At Marshall High, Principal Jay Pearson said enlistees are cheered at a pre-graduation awards ceremony, but honor cords have long been reserved for members of academic honor societies.
“For the school board to write policy to dictate what we do — this is what I oppose,” Pearson said.
(READ MORE: Meet the mother behind the push for recognition)
To outsiders, the difference between the two sides seems like shades of gray. But to parents who have pushed for cords, the choice is black and white — a decision that will symbolize whether schools value students who opt for the infantry as much as those who go to the Ivy League.
Seniors who win ROTC scholarships or admission to a military academy are routinely lauded at graduation, but recognition is more uneven for those who have volunteered to join the rank and file. At some schools, they are applauded or their names are read aloud. Elsewhere, they are not acknowledged at all.
A school board directive to highlight that often-invisible decision to enlist would set Fairfax apart from most, if not all, neighboring school systems in the Washington area.
“The thing we’re trying to do here is recognize the commitment these young men and women have made,” said board member Elizabeth Schultz (Springfield). “If they’re willing to say, ‘You know what, I’m ready to serve,’ that’s somebody stepping up to the line who has demonstrably acquired some critical thinking, strategic planning and leadership skills.”
Less than 2 percent of Fairfax’s Class of 2011 — fewer than 200 out of about 12,000 students — enlisted in the Army, Marine Corps, Navy or Air Force, according to data the military provided.

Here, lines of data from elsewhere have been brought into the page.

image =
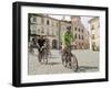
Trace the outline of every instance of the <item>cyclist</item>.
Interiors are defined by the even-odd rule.
[[[68,26],[67,27],[67,31],[63,33],[62,35],[62,57],[63,55],[67,54],[67,52],[70,52],[71,53],[71,44],[73,43],[74,41],[74,36],[71,32],[71,26]],[[65,66],[68,64],[69,60],[65,60]],[[70,65],[70,63],[69,63]]]

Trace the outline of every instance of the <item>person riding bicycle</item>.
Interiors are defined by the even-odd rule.
[[[62,35],[62,56],[69,51],[71,52],[71,44],[74,42],[74,36],[71,32],[71,26],[67,27],[67,31]]]

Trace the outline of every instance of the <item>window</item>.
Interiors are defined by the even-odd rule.
[[[79,32],[80,32],[80,29],[79,29]]]
[[[74,27],[74,30],[77,31],[77,27]]]
[[[94,25],[91,26],[91,30],[94,30]]]
[[[82,40],[83,40],[83,35],[82,35]]]
[[[41,33],[44,33],[44,30],[42,29]]]
[[[94,40],[94,38],[95,38],[94,34],[92,34],[92,40]]]
[[[77,38],[77,34],[75,34],[75,38]]]
[[[49,25],[49,20],[47,20],[47,24]]]
[[[81,40],[81,36],[79,35],[79,40]]]
[[[82,33],[83,33],[83,30],[81,30],[82,31]]]
[[[43,19],[43,18],[41,18],[41,23],[42,23],[42,24],[44,23],[44,19]]]
[[[37,18],[36,16],[31,16],[30,21],[31,21],[31,23],[36,23],[37,22]]]
[[[40,29],[38,29],[38,34],[40,34]]]

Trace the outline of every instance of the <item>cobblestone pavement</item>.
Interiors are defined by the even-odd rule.
[[[99,52],[92,52],[90,49],[72,51],[77,56],[79,63],[79,69],[77,73],[88,73],[99,70]],[[51,51],[51,56],[47,65],[38,63],[38,51],[34,49],[34,54],[28,55],[28,74],[29,75],[43,75],[43,74],[64,74],[73,73],[72,69],[65,68],[61,62],[61,53],[57,49]]]

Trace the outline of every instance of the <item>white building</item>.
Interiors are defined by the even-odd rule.
[[[44,35],[50,40],[51,48],[61,46],[61,35],[68,26],[72,27],[75,35],[74,48],[89,48],[89,33],[84,29],[80,16],[71,16],[71,21],[53,19],[44,14],[29,13],[29,41],[31,37],[38,38],[38,35]]]

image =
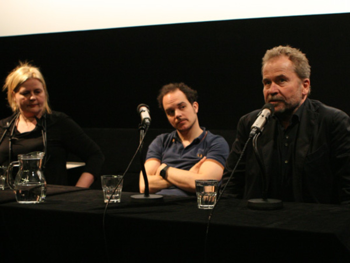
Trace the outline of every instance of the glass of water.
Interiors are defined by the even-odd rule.
[[[216,202],[219,181],[214,179],[195,180],[198,208],[212,209]]]
[[[101,176],[105,203],[108,203],[108,200],[110,203],[120,202],[121,189],[123,187],[122,178],[122,175],[102,175]],[[118,187],[116,189],[117,186]]]
[[[5,189],[5,184],[6,183],[6,171],[7,170],[7,166],[0,166],[0,190]]]

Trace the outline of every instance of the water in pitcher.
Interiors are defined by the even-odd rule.
[[[19,183],[16,188],[16,199],[22,204],[40,203],[44,198],[45,188],[42,183]]]

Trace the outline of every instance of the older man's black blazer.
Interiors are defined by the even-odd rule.
[[[292,161],[294,201],[321,203],[350,203],[350,118],[344,112],[314,100],[304,102]],[[259,110],[241,117],[236,139],[226,162],[223,186],[229,181]],[[277,127],[271,118],[258,140],[259,156],[267,177],[269,198],[279,198],[271,160]],[[260,167],[251,141],[224,194],[245,199],[262,197]],[[222,188],[221,190],[223,187]]]

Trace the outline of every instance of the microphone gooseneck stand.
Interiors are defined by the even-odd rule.
[[[162,195],[157,194],[149,194],[149,188],[148,186],[148,180],[147,178],[147,174],[145,168],[145,160],[144,159],[142,154],[142,148],[143,144],[144,138],[145,137],[145,130],[147,128],[148,129],[149,126],[145,124],[141,123],[139,126],[139,130],[140,131],[140,147],[139,148],[139,153],[140,155],[140,163],[141,164],[141,171],[142,175],[145,181],[145,193],[144,194],[140,194],[137,195],[132,195],[131,201],[132,202],[140,202],[143,203],[148,203],[149,202],[159,202],[163,201]]]
[[[260,133],[254,135],[253,139],[253,147],[255,157],[260,167],[262,183],[262,197],[248,200],[247,206],[250,208],[258,210],[274,210],[280,209],[283,207],[283,203],[280,200],[267,198],[267,183],[265,169],[262,164],[258,150],[258,137]]]

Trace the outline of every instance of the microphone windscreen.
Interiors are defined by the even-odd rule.
[[[148,106],[146,105],[146,104],[141,103],[141,104],[139,104],[139,106],[137,106],[137,108],[136,108],[136,109],[137,110],[138,113],[140,113],[140,109],[142,107],[146,107],[147,108],[147,109],[149,111],[149,107]]]

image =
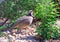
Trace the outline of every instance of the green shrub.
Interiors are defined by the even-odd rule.
[[[55,6],[56,4],[51,0],[42,0],[42,3],[37,3],[36,5],[35,16],[41,19],[42,23],[37,27],[37,33],[39,35],[43,35],[45,39],[56,38],[59,36],[59,29],[54,26],[57,20],[57,11]]]

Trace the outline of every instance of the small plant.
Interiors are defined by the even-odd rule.
[[[53,26],[57,20],[57,11],[54,2],[46,1],[36,5],[35,16],[40,18],[42,23],[37,27],[37,33],[43,35],[44,39],[51,39],[59,36],[59,29]]]

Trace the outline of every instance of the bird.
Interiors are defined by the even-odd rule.
[[[15,27],[19,28],[21,32],[22,29],[27,29],[33,22],[33,10],[29,10],[28,14],[20,17],[14,24]]]

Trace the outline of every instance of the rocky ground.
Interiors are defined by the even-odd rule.
[[[60,21],[56,24],[60,26]],[[0,42],[41,42],[35,39],[36,28],[28,27],[26,30],[22,30],[19,33],[17,29],[3,31],[4,35],[0,37]],[[60,40],[45,40],[45,42],[60,42]]]
[[[35,28],[29,27],[27,30],[22,30],[18,33],[17,29],[12,29],[3,32],[4,37],[0,37],[0,42],[38,42],[34,36],[37,35]]]

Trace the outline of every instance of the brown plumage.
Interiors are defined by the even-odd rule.
[[[20,32],[22,29],[26,29],[28,26],[32,24],[33,17],[32,17],[33,11],[30,10],[29,14],[27,16],[23,16],[19,18],[16,23],[14,24],[15,27],[18,27]]]

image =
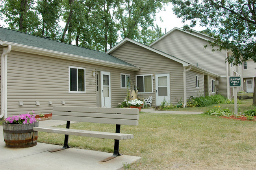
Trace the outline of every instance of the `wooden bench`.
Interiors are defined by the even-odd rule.
[[[63,147],[50,151],[50,152],[70,148],[69,135],[114,139],[114,153],[112,156],[101,161],[106,162],[122,155],[119,152],[119,140],[134,138],[133,135],[120,133],[121,125],[138,125],[139,112],[137,109],[54,106],[52,119],[67,121],[66,128],[40,126],[34,127],[33,129],[65,135]],[[70,129],[70,121],[115,124],[115,133]]]

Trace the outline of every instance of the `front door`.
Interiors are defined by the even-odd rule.
[[[109,72],[100,72],[100,87],[101,107],[111,107],[111,88]]]
[[[156,105],[161,105],[165,99],[166,101],[169,102],[170,93],[170,74],[156,74]]]
[[[253,92],[252,89],[252,80],[246,80],[246,91],[248,92]]]
[[[97,107],[101,107],[100,91],[100,74],[99,72],[97,72],[96,74],[96,104]]]

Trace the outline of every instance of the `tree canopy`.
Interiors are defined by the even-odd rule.
[[[206,27],[203,31],[216,41],[212,46],[230,50],[230,63],[249,59],[256,62],[256,1],[255,0],[170,0],[175,14],[192,28],[197,24]]]
[[[163,35],[154,21],[161,0],[7,0],[0,17],[9,28],[106,51],[119,39],[146,44]],[[60,25],[60,21],[65,26]]]

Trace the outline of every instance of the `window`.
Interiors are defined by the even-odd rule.
[[[211,80],[211,92],[215,92],[215,80]]]
[[[199,76],[196,75],[196,88],[199,88]]]
[[[247,70],[247,63],[244,62],[243,63],[243,69]]]
[[[138,88],[138,92],[153,92],[152,74],[136,76],[136,83]]]
[[[130,87],[130,75],[121,73],[121,88]]]
[[[69,66],[69,92],[85,92],[85,68]]]

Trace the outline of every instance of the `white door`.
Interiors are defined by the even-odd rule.
[[[110,73],[101,72],[100,81],[101,107],[111,107]]]
[[[164,99],[169,102],[170,74],[169,74],[156,75],[156,105],[161,104]]]
[[[246,80],[246,91],[248,92],[253,92],[252,89],[252,80]]]

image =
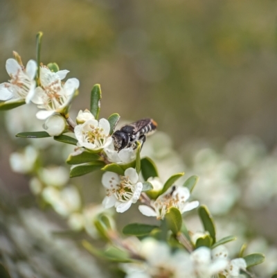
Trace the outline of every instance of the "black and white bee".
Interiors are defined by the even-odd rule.
[[[136,148],[136,142],[140,141],[142,144],[145,141],[146,134],[149,135],[154,132],[157,126],[157,123],[152,119],[143,119],[123,126],[111,135],[114,148],[119,152],[124,148]]]

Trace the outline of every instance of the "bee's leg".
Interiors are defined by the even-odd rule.
[[[141,135],[139,137],[138,140],[141,141],[141,149],[143,148],[143,144],[146,140],[146,136],[144,135],[144,134]],[[136,148],[136,148],[136,147],[137,147],[137,144],[136,144]]]

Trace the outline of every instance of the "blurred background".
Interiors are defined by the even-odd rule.
[[[240,219],[251,223],[244,234],[277,243],[275,1],[0,0],[0,82],[8,78],[5,63],[12,51],[24,64],[35,58],[39,31],[42,62],[55,62],[80,81],[73,111],[89,108],[91,89],[100,83],[101,116],[154,119],[171,137],[162,135],[165,148],[178,152],[167,165],[200,175],[203,186],[215,186],[207,190],[227,189],[215,197],[227,196],[223,210],[242,210]],[[28,178],[12,172],[8,162],[27,144],[10,139],[27,131],[20,120],[28,112],[17,111],[10,117],[0,112],[0,179],[15,197],[29,194]],[[12,119],[8,133],[5,123]],[[28,128],[38,126],[28,121]],[[155,142],[149,144],[154,148]],[[86,178],[78,182],[91,176]],[[211,210],[217,215],[221,209]],[[277,251],[274,256],[277,262]]]

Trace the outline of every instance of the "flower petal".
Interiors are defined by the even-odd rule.
[[[103,201],[102,202],[102,205],[105,209],[109,209],[114,206],[116,202],[116,198],[114,195],[110,196],[106,196]]]
[[[129,163],[136,158],[136,150],[132,148],[123,148],[119,153],[114,152],[118,153],[119,159],[124,164]]]
[[[134,168],[128,168],[124,172],[124,175],[128,177],[131,183],[135,184],[138,180],[138,175]]]
[[[107,189],[115,189],[119,182],[119,175],[116,173],[105,172],[102,176],[102,184]]]
[[[26,67],[26,72],[30,79],[33,80],[37,73],[37,63],[33,60],[28,62]]]
[[[186,202],[183,207],[180,207],[181,214],[183,214],[185,211],[191,211],[192,209],[195,209],[198,206],[199,206],[198,201]]]
[[[141,191],[143,190],[143,184],[142,182],[138,182],[136,184],[134,191],[133,192],[133,197],[132,198],[132,202],[133,203],[136,202],[141,196]]]
[[[157,216],[156,211],[150,207],[145,205],[138,206],[138,210],[146,216]]]
[[[35,82],[33,81],[30,85],[30,87],[29,92],[28,93],[28,94],[25,98],[25,101],[26,103],[30,103],[32,98],[35,96]]]
[[[6,62],[6,69],[10,76],[15,76],[19,71],[22,71],[20,64],[16,60],[12,58],[7,60],[7,62]]]
[[[126,211],[128,209],[129,209],[131,205],[132,205],[131,201],[121,202],[120,205],[116,205],[116,211],[121,212],[121,213]]]
[[[77,78],[69,78],[64,83],[64,90],[67,96],[72,96],[75,91],[79,88],[80,82]]]
[[[46,120],[48,117],[55,114],[55,111],[41,110],[35,116],[39,120]]]
[[[105,119],[100,119],[99,121],[99,128],[103,129],[102,132],[105,136],[109,135],[110,125],[108,120],[106,120]]]
[[[44,89],[41,87],[37,87],[32,97],[32,102],[37,105],[43,104],[42,96],[44,94],[45,94]]]
[[[62,80],[66,76],[66,74],[69,72],[67,69],[59,71],[56,72],[56,74],[60,77],[60,80]]]
[[[8,101],[13,96],[12,93],[6,87],[9,83],[0,84],[0,101]]]

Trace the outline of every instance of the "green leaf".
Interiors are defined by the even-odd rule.
[[[98,218],[93,221],[94,227],[97,229],[98,234],[105,241],[109,241],[109,234],[107,233],[107,227],[106,225]]]
[[[11,99],[7,101],[0,101],[0,110],[10,110],[25,104],[25,99]]]
[[[99,84],[96,84],[91,94],[91,112],[96,120],[99,116],[101,98],[101,88]]]
[[[105,258],[103,252],[93,246],[89,241],[83,240],[82,241],[82,245],[84,246],[84,249],[86,249],[89,253],[92,254],[93,255],[101,259]]]
[[[212,249],[215,248],[218,245],[221,245],[222,244],[227,243],[227,242],[235,241],[237,238],[233,236],[225,236],[224,238],[220,239],[218,241],[217,241],[215,244],[213,245]]]
[[[42,49],[42,38],[43,33],[39,32],[36,36],[36,49],[37,49],[37,79],[39,78],[39,73],[40,73],[40,51]],[[40,85],[40,84],[39,84]]]
[[[17,133],[15,137],[32,139],[51,137],[51,136],[46,131],[31,131],[26,132],[20,132]]]
[[[108,118],[108,121],[109,121],[109,126],[110,126],[109,134],[111,135],[114,133],[114,128],[116,126],[117,123],[118,123],[118,121],[120,119],[120,116],[117,113],[112,114]]]
[[[153,189],[153,186],[148,182],[143,182],[143,192],[149,191]]]
[[[208,232],[210,236],[213,238],[213,243],[216,242],[215,240],[215,227],[212,216],[208,208],[202,205],[198,209],[198,214],[202,221],[203,227],[205,231]]]
[[[240,252],[238,253],[238,257],[240,258],[243,257],[243,254],[244,253],[245,249],[247,249],[247,245],[246,243],[243,243],[242,247],[240,247]]]
[[[91,162],[98,160],[100,157],[96,153],[84,150],[81,153],[71,153],[66,159],[66,163],[70,165],[82,164],[82,163]]]
[[[132,223],[124,227],[122,232],[127,236],[143,236],[148,235],[157,228],[159,227],[151,225]]]
[[[127,251],[116,248],[114,246],[109,247],[104,251],[106,259],[114,261],[128,263],[132,261]]]
[[[169,211],[166,214],[165,220],[166,225],[174,234],[177,234],[181,227],[182,217],[180,211],[176,207],[171,207]]]
[[[199,248],[199,247],[206,246],[210,248],[212,242],[213,238],[208,234],[206,234],[197,238],[195,243],[195,247],[196,248]]]
[[[60,67],[57,63],[49,63],[47,64],[47,67],[52,71],[52,72],[57,72],[60,71]]]
[[[265,258],[265,255],[262,253],[253,253],[243,257],[247,262],[247,268],[262,263]]]
[[[0,277],[1,278],[10,278],[10,275],[5,266],[0,263]]]
[[[138,174],[141,171],[141,144],[140,142],[136,142],[136,171]]]
[[[197,175],[192,175],[183,184],[183,186],[187,187],[188,189],[192,192],[195,186],[199,180],[199,177]]]
[[[179,173],[172,175],[165,183],[163,189],[160,191],[159,195],[165,193],[179,178],[182,177],[185,173]]]
[[[148,180],[150,177],[159,177],[157,166],[150,158],[143,157],[141,161],[141,168],[144,180]]]
[[[103,162],[96,161],[87,164],[81,164],[71,168],[69,173],[70,177],[80,177],[88,174],[96,170],[100,169],[105,163]]]
[[[116,164],[116,163],[107,164],[102,168],[101,170],[105,172],[114,172],[118,175],[124,175],[124,170],[118,164]]]
[[[60,135],[60,136],[54,136],[54,140],[58,141],[59,142],[62,142],[65,144],[69,144],[70,145],[77,145],[78,140],[75,138],[71,137],[70,136],[67,135]]]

Among them was Carolyn Kellam’s son Danny, one of 11 enlistees who graduated from Robinson Secondary School in 2011. A few weeks before graduation, their parents asked the school to allow their children to stand for applause during commencement or an awards ceremony beforehand.
The answer was no — there was not enough time to change a mapped-to-the-minute event.
Three days after graduation, Danny Kellam left home for Marine Corps basic training at Parris Island, S.C. He ships out to Afghanistan next month.
Across the country, a growing number of schools and communities are using graduation ceremonies to recognize young warriors-to-be alongside valedictorians and star athletes.
The trend has discomfited pacifists in some parts of the country, but the sentiment has not been expressed publicly in the local debate.
Among members of the Fairfax school board, there seems to be consensus that enlistees deserve recognition. The question is how.
Those lobbying for honor cords say telling principals to recognize the enlistees in a “meaningful way” — as some board members have discussed — is too vague.
“Meaningful way — what does that mean?” said Schultz, who is pushing for the honor cords. “Does that mean an asterisk in the graduation ceremony handout? Does that mean hanging a banner with their names on it? One person’s meaningful is another person’s insignificant.”
Principals have asked for flexibility, however, saying that every school needs to be able to plan commencement exercises according to its own traditions. Some schools use honor cords to recognize academic achievement or community service, for example. Others do not use them at all.
Parents say they are looking for a simple, outward honor for enlistees — not just to recognize individual students but also to remind every parent and grandparent in the graduation audience that a country at war needs soldiers and should appreciate those who volunteer.